Introduction

The majority of visual loss from age-related macular degeneration (AMD) is because of neovascularisation involving the central macula.1 Currently, argon laser photocoagulation, photodynamic therapy (PDT) with verteporfin and intravitreally delivered antiangiogenic agents are recognised as conferring benefit.2, 3, 4, 5 Pivotal and post-licensing studies of PDT and antiangiogenic agents have suggested that lesion position and type influences the response to treatment.3, 6, 7 Health-care providers who are faced with expensive new therapies may seek to limit treatment to specific clinical groups who were shown to experience maximum benefit or to patients who fulfil the eligibility criteria that were set in the key licensing trials. Examples of this include the guidance that has been issued by the National Institute for Clinical Excellence (NICE) in the United Kingdom, limiting PDT treatment to specific angiographic subtypes and more recently by issuing guidance on eligibility for treatment with antiangiogenic agents.8, 9 Several investigators have previously undertaken exercises to determine the proportion of eligible patients as new therapies have emerged onto the treatment scene.10, 11, 12, 13 To date, no studies have been undertaken to determine the proportion of patients who would fulfil the eligibility criteria used in the key licensing trials, which showed benefit from the use of ranibizumab, a monoclonal antibody inhibitor of vascular endothelial growth factor. We considered it important in the UK setting to describe the characteristics of patients with neovascular AMD to determine the proportions of patients who may be eligible for treatment with ranibizumab.

Materials and methods

Two of the authors (CC and SG) interrogated an archive of digital photographic and angiographic retinal images stored in an electronic database at the Royal Victoria Hospital, Belfast, which is the tertiary referral centre for the retinal service in Northern Ireland. All imaging entries between 1 January and 31 December 2001 were retrieved using the image net search facility. The following strategy was used to identify all imaging entries with a diagnosis of early or late AMD. An initial scrutiny was performed on any colour images and/or angiograms that fell within the search period. Each set of images (colour, fluorescein, and indocyanine green angiograms, if available) from any one patient was briefly examined to select out those with the features of AMD, and this information was recorded in a customised database. Fundus images and angiograms from patients who were younger than 55 years of age at the date of acquisition were excluded, as our definition of AMD restricted the diagnosis to persons aged 55 years and above. Fundus images and angiograms with features suggestive of high myopia, chronic central serous retinopathy, macular oedema of any other cause, diabetic retinopathy, idiopathic, and/or inflammatory neovascularisation were scrutinised by the senior retinal specialist (UC) before exclusion.

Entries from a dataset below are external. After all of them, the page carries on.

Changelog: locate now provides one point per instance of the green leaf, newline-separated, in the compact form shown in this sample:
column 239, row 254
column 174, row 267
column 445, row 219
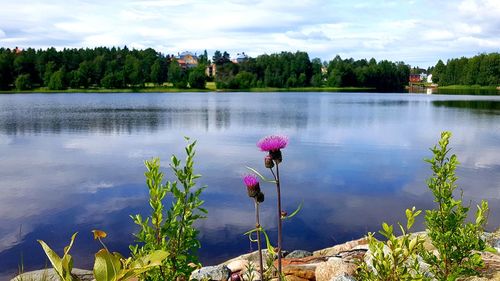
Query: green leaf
column 106, row 266
column 54, row 259
column 294, row 212
column 260, row 175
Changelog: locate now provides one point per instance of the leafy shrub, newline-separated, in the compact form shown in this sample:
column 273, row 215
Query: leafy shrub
column 455, row 240
column 172, row 231
column 108, row 266
column 23, row 82
column 397, row 258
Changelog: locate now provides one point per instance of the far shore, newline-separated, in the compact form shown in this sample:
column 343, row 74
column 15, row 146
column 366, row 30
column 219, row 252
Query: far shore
column 212, row 88
column 178, row 90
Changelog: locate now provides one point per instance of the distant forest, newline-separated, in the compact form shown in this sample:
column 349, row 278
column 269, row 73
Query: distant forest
column 483, row 69
column 121, row 68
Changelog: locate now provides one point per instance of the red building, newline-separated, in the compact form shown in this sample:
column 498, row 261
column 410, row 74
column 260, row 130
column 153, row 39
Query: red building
column 415, row 78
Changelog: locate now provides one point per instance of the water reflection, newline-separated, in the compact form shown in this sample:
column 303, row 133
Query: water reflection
column 74, row 163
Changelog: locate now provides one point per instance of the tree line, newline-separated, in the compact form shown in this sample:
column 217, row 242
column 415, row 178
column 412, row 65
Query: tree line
column 289, row 70
column 111, row 68
column 119, row 68
column 483, row 69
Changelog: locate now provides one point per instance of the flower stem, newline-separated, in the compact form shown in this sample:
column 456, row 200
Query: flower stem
column 257, row 226
column 280, row 231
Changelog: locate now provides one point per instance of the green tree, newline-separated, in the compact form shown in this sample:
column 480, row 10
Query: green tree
column 6, row 69
column 23, row 82
column 245, row 80
column 177, row 75
column 158, row 73
column 57, row 80
column 113, row 80
column 132, row 71
column 173, row 230
column 197, row 78
column 458, row 242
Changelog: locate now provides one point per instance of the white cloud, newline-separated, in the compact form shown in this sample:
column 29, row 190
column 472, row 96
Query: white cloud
column 386, row 29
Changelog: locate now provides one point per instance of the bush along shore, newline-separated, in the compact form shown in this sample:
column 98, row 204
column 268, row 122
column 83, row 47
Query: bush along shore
column 451, row 247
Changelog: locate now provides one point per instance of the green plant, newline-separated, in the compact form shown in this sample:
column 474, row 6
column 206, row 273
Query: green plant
column 250, row 274
column 172, row 231
column 64, row 265
column 254, row 192
column 397, row 258
column 455, row 240
column 107, row 266
column 114, row 267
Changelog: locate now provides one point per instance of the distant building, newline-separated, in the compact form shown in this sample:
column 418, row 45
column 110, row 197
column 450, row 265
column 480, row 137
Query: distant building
column 423, row 77
column 240, row 58
column 415, row 78
column 187, row 60
column 211, row 70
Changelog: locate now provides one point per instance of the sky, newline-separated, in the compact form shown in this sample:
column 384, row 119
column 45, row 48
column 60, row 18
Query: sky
column 418, row 32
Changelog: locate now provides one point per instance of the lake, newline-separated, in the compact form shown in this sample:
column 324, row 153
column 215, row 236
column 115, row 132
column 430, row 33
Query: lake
column 74, row 162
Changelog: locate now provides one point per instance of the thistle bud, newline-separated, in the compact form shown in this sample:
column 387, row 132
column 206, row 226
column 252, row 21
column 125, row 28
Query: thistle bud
column 253, row 190
column 284, row 214
column 253, row 186
column 260, row 197
column 276, row 155
column 235, row 277
column 268, row 162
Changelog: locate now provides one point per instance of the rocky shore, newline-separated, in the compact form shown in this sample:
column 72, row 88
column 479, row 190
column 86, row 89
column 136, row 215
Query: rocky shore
column 336, row 263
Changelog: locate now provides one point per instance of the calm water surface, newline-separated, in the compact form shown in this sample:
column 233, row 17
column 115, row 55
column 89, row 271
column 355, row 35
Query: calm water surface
column 74, row 162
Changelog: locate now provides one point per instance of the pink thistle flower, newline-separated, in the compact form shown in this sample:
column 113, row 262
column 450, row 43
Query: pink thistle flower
column 273, row 143
column 252, row 183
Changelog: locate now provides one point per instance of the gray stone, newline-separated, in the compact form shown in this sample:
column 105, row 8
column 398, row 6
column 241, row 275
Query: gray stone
column 51, row 275
column 215, row 273
column 297, row 254
column 344, row 278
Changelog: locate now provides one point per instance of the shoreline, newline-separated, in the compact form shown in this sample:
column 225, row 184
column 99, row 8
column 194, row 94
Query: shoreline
column 189, row 90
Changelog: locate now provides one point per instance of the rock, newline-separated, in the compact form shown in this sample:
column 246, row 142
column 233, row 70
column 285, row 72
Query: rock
column 214, row 273
column 304, row 271
column 235, row 277
column 299, row 254
column 51, row 275
column 294, row 278
column 491, row 267
column 300, row 267
column 344, row 278
column 333, row 268
column 250, row 257
column 239, row 265
column 332, row 251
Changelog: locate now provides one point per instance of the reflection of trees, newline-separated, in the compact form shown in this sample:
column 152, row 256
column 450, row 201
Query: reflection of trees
column 488, row 106
column 102, row 120
column 135, row 119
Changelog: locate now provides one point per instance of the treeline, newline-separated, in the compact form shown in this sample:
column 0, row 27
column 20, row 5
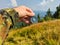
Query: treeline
column 47, row 17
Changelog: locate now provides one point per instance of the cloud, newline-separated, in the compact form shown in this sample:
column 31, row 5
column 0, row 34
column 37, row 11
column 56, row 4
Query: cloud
column 51, row 0
column 14, row 3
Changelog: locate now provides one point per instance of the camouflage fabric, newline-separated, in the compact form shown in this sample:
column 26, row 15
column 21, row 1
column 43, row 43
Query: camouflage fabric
column 8, row 17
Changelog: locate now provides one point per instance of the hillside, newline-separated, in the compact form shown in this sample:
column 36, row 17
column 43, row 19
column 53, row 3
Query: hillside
column 46, row 33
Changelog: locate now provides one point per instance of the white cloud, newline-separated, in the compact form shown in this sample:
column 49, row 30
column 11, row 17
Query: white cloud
column 14, row 3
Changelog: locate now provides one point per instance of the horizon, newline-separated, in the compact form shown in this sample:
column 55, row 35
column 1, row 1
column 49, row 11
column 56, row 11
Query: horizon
column 41, row 5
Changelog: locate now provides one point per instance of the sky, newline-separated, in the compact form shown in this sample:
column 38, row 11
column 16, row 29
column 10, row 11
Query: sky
column 42, row 5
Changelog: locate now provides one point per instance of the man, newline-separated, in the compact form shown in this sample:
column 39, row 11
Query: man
column 10, row 16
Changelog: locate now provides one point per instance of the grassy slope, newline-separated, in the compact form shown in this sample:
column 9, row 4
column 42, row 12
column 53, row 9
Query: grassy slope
column 46, row 33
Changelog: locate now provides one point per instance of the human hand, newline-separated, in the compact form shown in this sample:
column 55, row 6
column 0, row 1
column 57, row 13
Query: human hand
column 25, row 13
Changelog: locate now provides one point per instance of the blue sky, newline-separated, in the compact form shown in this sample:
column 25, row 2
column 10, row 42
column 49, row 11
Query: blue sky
column 42, row 5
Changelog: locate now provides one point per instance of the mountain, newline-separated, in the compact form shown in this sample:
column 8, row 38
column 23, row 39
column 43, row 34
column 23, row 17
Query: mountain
column 46, row 33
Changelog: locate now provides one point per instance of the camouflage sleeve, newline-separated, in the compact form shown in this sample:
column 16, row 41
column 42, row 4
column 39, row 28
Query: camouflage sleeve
column 8, row 17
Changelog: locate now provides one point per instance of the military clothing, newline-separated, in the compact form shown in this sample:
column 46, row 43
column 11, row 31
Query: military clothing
column 8, row 17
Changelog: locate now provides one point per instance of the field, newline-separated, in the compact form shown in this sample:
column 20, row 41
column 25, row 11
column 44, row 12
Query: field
column 45, row 33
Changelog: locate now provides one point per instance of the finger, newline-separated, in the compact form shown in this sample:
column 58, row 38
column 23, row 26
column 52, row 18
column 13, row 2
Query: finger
column 29, row 12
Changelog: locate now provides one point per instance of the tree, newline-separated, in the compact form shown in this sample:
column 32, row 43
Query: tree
column 57, row 13
column 48, row 15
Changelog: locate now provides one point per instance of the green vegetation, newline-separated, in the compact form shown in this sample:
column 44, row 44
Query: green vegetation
column 46, row 33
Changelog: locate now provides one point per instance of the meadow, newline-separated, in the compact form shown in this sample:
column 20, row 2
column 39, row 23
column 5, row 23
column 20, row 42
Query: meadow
column 45, row 33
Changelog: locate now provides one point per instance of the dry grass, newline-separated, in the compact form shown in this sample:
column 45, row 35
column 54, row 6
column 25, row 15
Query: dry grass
column 46, row 33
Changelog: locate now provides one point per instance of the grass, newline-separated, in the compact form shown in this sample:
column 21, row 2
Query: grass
column 46, row 33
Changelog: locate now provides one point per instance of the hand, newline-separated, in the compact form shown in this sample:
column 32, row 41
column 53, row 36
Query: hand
column 25, row 13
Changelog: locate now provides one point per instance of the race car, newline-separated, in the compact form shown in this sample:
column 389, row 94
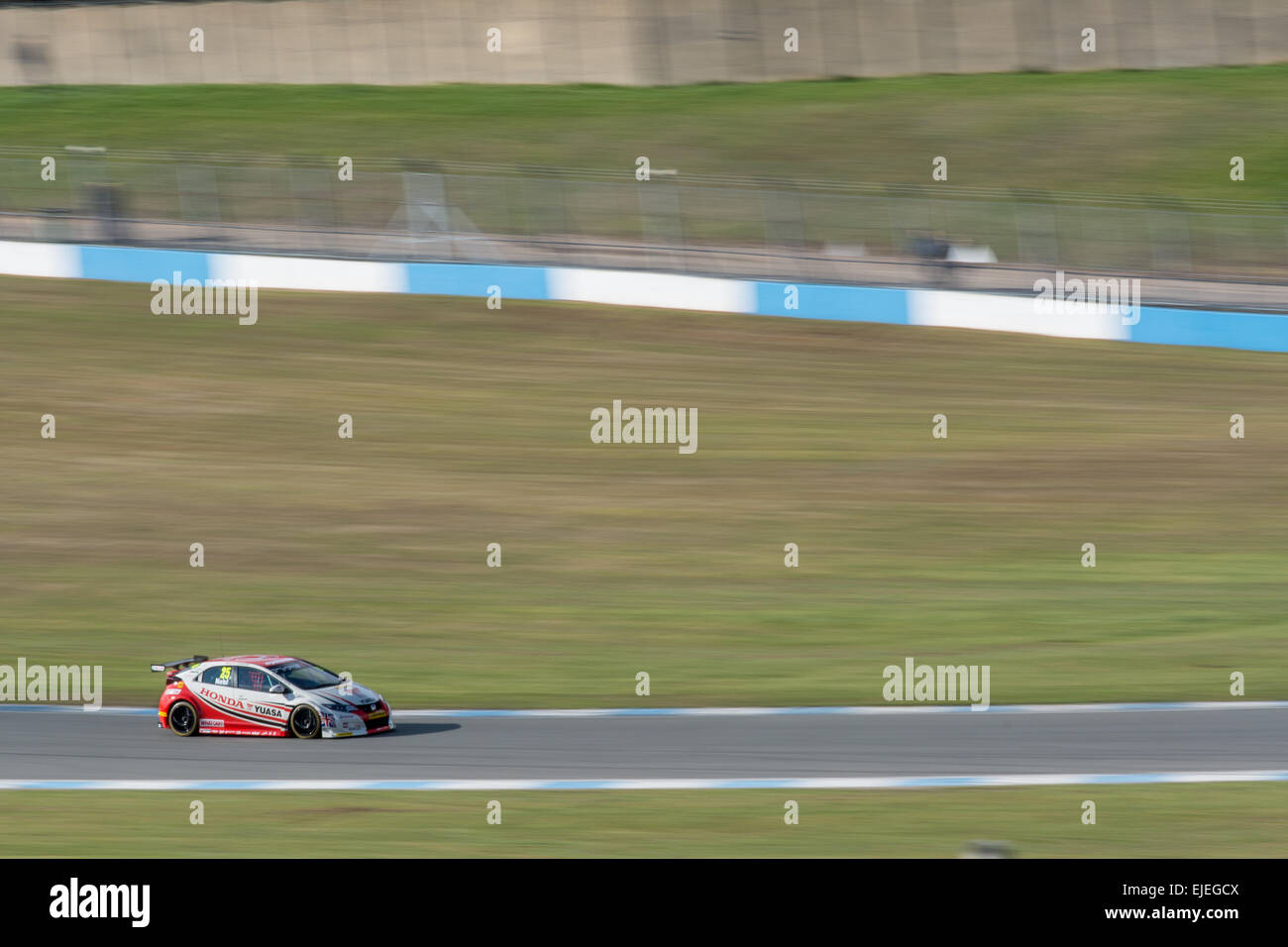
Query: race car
column 266, row 696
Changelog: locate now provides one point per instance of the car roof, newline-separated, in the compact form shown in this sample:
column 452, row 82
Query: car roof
column 262, row 660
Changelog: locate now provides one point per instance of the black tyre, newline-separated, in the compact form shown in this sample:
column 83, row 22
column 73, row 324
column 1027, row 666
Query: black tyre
column 305, row 722
column 183, row 718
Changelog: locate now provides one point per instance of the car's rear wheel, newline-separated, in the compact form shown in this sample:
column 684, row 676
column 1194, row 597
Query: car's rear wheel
column 183, row 718
column 305, row 722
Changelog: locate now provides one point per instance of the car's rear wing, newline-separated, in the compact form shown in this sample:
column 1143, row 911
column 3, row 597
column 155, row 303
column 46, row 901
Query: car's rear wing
column 180, row 664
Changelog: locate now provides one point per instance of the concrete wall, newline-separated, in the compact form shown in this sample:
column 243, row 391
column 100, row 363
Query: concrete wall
column 622, row 42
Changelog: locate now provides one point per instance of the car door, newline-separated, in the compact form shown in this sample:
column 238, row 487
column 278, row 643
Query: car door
column 220, row 699
column 268, row 710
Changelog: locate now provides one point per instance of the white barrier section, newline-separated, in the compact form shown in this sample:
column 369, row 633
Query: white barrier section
column 1014, row 315
column 657, row 290
column 40, row 260
column 303, row 273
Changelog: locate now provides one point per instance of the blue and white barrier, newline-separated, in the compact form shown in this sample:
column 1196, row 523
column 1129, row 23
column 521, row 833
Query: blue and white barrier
column 944, row 308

At the next stage, stereoscopic pairs of both colour images and selected early and late fluorescein angiographic frames were retrieved only from the image sets, which had been categorized as AMD at the initial scrutiny. As ICG angiography has never been used in clinical trials to determine eligibility, we did not subject the few ICG angiograms that were also available to systematic analysis. A systematic protocol-based approach was used to record features indicative of the presence of AMD. Colour fundus images were displayed on screen using the IMAGEnet software (TRC 50 IX fundus camera, Topcon Medical Systems Inc., Paramus, NJ, USA). If stereo-pair capture had been used, the pairs of images were examined with stereoviewers. Features that were present in the macular field, which were taken to indicate the presence of neovascular AMD, included retinal elevation due to subretinal fluid, haemorrhage, exudates, pigment epithelial detachment (PED), retinal pigment epithelial tear, and sub or intra-retinal fibrosis. Geographic atrophy was defined as a well-defined area of retinal pigment epithelial atrophy containing visible large choroidal vessels within this area. The presence of any features of early AMD consisting of drusen and/or pigmentary irregularities was also noted.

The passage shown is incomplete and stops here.